吸放湿材は空気中の湿気の多い時に、その空気から湿気をガスのまま吸着します。逆に空気中の湿気がなくなると、吸着していた湿気をガスのまま放出する・・・すごい素材です。
しかしもっと細かく見ると、湿気の吸着するときにはあまり問題にならないのですが、放出するときにその素材の表面付近には高湿の場所が吸放湿材がないところより長くできてしまいます。湿気はガスなので拡散は早いのですが、それでも数時間という長い時間がかかります。しかも外気温がピークの時に普通では逆になるはずのRH(相対湿度)がピークになります。そのため4でお見せしたグラフになるのです。これではカビが生えやすいわけです。わかりますか?温度とRH(相対湿度)が同時に上がるというカビにとって最も都合のよい環境になるのが吸放湿材で囲まれた部位の特徴なのです。ですので吸保湿材は怖いのです。
下の吸放湿の模式図 を見ていただければ、吸放湿する材の周囲は他の部分より湿度があがり実際湿気量もおおくなるイメージが湧くと思います。
実際は分子レベルの話なのでこの図の布団のイメージは間違いである。
「緑の家」が吸放湿材を積極的に使わない理由が実はここにあります。
吸放湿材とカビは表裏一体で、最強の吸放湿材のデシカ(ダイキンさんの除加湿器)の素子は防カビ剤で完璧に守られており、この防カビ剤効力がなくなるとカビが生えるといわれております。

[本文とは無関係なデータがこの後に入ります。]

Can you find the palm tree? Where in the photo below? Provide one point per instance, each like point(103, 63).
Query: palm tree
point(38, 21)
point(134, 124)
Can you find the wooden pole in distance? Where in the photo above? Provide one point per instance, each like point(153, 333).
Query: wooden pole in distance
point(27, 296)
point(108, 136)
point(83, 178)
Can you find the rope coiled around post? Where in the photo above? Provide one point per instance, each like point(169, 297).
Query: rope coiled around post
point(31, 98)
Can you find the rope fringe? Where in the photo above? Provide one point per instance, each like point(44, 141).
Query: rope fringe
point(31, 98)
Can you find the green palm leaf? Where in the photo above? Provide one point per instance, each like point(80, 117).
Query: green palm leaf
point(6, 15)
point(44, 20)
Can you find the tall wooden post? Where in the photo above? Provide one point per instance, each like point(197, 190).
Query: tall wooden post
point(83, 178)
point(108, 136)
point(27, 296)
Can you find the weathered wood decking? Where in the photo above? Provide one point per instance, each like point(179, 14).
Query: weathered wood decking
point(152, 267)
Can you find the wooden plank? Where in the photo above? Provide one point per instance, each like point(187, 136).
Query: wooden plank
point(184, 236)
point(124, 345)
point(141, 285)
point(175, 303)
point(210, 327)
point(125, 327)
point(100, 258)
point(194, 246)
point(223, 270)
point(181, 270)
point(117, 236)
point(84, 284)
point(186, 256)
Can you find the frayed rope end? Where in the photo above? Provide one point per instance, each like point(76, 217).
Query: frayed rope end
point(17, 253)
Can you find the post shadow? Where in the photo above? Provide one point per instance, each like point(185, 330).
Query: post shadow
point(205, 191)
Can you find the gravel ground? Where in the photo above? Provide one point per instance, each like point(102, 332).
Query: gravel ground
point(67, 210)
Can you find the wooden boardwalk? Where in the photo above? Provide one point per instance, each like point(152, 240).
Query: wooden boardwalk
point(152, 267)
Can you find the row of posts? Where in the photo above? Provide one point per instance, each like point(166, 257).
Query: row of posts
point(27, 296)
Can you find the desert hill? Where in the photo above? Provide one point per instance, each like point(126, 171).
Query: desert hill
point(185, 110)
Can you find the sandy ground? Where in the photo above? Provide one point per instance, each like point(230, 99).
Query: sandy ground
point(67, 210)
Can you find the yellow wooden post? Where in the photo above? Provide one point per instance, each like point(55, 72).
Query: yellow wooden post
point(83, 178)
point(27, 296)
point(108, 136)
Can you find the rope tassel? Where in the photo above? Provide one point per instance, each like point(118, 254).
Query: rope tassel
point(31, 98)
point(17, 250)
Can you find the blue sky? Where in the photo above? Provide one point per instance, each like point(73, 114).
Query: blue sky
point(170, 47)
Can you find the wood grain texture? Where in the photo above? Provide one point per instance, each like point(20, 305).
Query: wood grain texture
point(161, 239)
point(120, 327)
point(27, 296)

これはデシカだけでなくほとんど吸放湿材はそうなります。
「えっでも昔の土壁や杉などは吸放湿材でつかわれているよ」
と思われた方・・・よい想像力です。
土壁の表面は何でできていますか?土壁のほとんどは漆喰で塗られており、漆喰は強アルカリ性でカビの発芽や増殖を防いでおります。これはコンクリートと同じですね。
杉は材のもつ防カビ剤がある期間は強力にカビを防ぎますが、ある一線を越えるRH(相対湿度)90%以上が続くとやはりカビは急に生えます。
下は事務所の今年乾燥させ中のミカンで、ヒバの木の上において失敗した例です。
ミカンから常時放出され続ける湿気で机の木がかびだらけ・・・。ミカンが吸放湿材になったのですね。
上のグラフは「緑の家」以外の基礎断熱M邸です。一方下のグラフは「緑の家」でも特に湿度管理に重要ポイントをおいた家のRH(相対湿度)の変化です。
これならカビとは完全に無縁の世界で、なんとRH(相対湿度)40%台とまるでデシカをつかったようなRH(相対湿度)です。
特殊なエアコン稼働状況とはいえこの時期に普通のエアコンだけでこのRH(相対湿度)とは見事の一言。
あまりにも説明することが多くて、その4でお約束した・・・
「この押し入れのカビ防止は昔からある方法がとられており、それによってカビ害を防止しておりました。これはその⑤で説明します。」
はその6に続きます。
しかしとにかく新潟県の環境では夏季(梅雨時)の通風はカビの発生を多くするということが理論的にわかったのではないでしょうか。
「緑の家」は事務所設立から19年間、通風を薦めたことがありません。これは当HPを見ていただければわかります。30年以上も暮らす住宅で大事なことは、今のことでなく過去からお伝えしていることが一貫しているかということです。